Hi, even though I'm quite a bit younger than you, I can relate to a lot of the stuff you've said you're going through. I think it's a real shame that things like this happen.
To be honest with you, I don't really know how to get them to understand. I'm still trying to figure that out, but I've figured that I'll still see these friends but I won't let them bring me down. Not as much as they used to anyway. I think that it's best to surround yourself with people who love you.
There's a quote I know of which says it's better to be alone than with those who make you feel alone. That really got me thinking about what I was going to do. I decided to reduce the amount of time I spent with my friends at the time. Tbh we did share little interests but when I was having a one on one conversation with them, we'd have plenty to talk about. As a group though, it was mainly just them talking together and me listening.
I'm not very sociable but I've found that just trying to be as open as possible and be myself has been a great help at getting noticed. I'm the kind of person who's really reserved with people I know and friends. It's my really close friends who know me for how weird and unique I can be. Being a bit more like this has helped me to find people who are willing to be friends to talk to me and not simply in mg presence.
Congratulations on completing uni and I'm glad to hear you've overcome your drug abuse and self harm.
Just remember that you should only leave them if you truly think it's the best path to take. I don't think you should simply do it because they may feel uncomfortable - they make you feel uncomfortable too.
I've come to understand, and I hope you do to, that these people are usually just kind people who maybe aren't completely compatible with you. They must have invited you out of good intentions, or may have genuinely felt bad about leaving out out or really wanted to see you. However, once you're there, they seem to get preoccupied by other things. I know, it's not fair but sometimes it's hard to see what you are missing until you lose it, and these people might not know this yet.
I have to say, it's a shame there are these kinds of stereotypes still applied to modern life. Of course, men are still allowed to feel down or depressed or whatever. Everyone does. I'm a girl, and I didn't get much support from other people.
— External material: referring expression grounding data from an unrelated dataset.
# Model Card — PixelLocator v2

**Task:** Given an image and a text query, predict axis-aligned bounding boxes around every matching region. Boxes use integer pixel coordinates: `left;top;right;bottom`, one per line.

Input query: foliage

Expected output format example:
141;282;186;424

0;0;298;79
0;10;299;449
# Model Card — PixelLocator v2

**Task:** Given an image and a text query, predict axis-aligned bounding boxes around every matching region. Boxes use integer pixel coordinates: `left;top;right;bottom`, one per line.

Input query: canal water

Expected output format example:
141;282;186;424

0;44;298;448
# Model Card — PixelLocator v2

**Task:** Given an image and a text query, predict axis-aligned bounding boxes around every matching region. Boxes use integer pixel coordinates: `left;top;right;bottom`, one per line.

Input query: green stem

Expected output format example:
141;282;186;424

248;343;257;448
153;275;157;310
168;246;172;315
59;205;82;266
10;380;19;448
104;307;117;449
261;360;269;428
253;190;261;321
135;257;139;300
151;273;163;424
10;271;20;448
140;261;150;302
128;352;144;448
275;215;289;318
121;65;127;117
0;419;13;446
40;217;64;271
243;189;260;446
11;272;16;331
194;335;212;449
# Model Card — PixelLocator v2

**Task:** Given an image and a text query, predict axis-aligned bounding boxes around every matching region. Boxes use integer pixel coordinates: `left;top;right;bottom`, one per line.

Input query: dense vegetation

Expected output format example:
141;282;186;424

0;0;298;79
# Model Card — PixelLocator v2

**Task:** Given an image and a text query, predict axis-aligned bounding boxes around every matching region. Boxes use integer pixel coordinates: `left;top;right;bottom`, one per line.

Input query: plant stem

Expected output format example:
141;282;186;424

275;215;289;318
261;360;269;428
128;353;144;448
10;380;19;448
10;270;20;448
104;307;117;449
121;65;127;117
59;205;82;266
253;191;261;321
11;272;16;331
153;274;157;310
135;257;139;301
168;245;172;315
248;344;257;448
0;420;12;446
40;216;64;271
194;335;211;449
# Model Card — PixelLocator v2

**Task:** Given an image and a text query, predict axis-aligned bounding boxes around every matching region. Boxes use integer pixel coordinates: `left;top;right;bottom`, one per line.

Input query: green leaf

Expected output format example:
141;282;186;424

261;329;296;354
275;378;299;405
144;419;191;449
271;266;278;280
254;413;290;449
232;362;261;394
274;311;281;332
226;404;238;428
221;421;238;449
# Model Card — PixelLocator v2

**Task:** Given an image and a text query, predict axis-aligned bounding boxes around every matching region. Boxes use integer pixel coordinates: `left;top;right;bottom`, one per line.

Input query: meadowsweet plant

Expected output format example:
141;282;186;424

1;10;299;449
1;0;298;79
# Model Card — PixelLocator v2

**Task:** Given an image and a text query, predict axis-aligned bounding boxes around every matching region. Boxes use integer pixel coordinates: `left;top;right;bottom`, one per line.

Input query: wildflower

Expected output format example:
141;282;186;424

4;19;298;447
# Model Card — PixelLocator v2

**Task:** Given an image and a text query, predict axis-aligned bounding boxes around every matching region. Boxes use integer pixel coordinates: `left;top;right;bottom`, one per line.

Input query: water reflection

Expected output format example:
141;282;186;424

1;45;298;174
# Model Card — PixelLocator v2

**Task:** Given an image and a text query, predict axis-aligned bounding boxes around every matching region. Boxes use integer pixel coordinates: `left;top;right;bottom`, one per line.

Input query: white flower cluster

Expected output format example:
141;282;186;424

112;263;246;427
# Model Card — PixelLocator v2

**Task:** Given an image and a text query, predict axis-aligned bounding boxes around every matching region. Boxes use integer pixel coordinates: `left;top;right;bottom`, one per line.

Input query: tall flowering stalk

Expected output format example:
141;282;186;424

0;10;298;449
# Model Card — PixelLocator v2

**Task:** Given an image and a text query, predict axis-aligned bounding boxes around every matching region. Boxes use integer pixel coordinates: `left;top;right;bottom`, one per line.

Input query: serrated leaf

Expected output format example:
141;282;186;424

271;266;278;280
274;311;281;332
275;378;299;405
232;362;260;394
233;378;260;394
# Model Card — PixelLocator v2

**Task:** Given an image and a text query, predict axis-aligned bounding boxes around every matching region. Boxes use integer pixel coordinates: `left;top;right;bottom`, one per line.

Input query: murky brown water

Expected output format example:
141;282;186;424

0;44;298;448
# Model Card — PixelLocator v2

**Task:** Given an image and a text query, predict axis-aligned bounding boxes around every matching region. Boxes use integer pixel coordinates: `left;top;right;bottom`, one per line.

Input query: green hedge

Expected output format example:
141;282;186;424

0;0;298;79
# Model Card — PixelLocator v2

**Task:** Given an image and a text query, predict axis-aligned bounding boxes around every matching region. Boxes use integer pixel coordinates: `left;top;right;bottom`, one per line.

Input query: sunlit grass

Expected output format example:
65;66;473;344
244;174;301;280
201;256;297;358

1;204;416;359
I get what you mean. Sometimes, when people have some necessities that you wish for, they believe that the things you have are better. I think love is a necessity, whether that'd be with family, friends, pets or partners.
I'm sure you'll get there at some point. Tbh only you can truly know how to improve the situation you are in. You can get help and you're never really alone. It's difficult but possible. I have faith in you.
You sound like a person with a beautiful soul who has had the misfortune of bearing a lot of social burdens. I hope you see your own self worth and don't try to revert back to your past. Trying to find different hobbies could help with this.
I hope that helps and that I haven't forgotten anything I was going to say.
Please PM if you want to. I'd be glad to help in any way, even if it is just listening (besides, that is what I do best). However, I do understand if you don't want to because you are anonymous. I do admire your use of this thread though.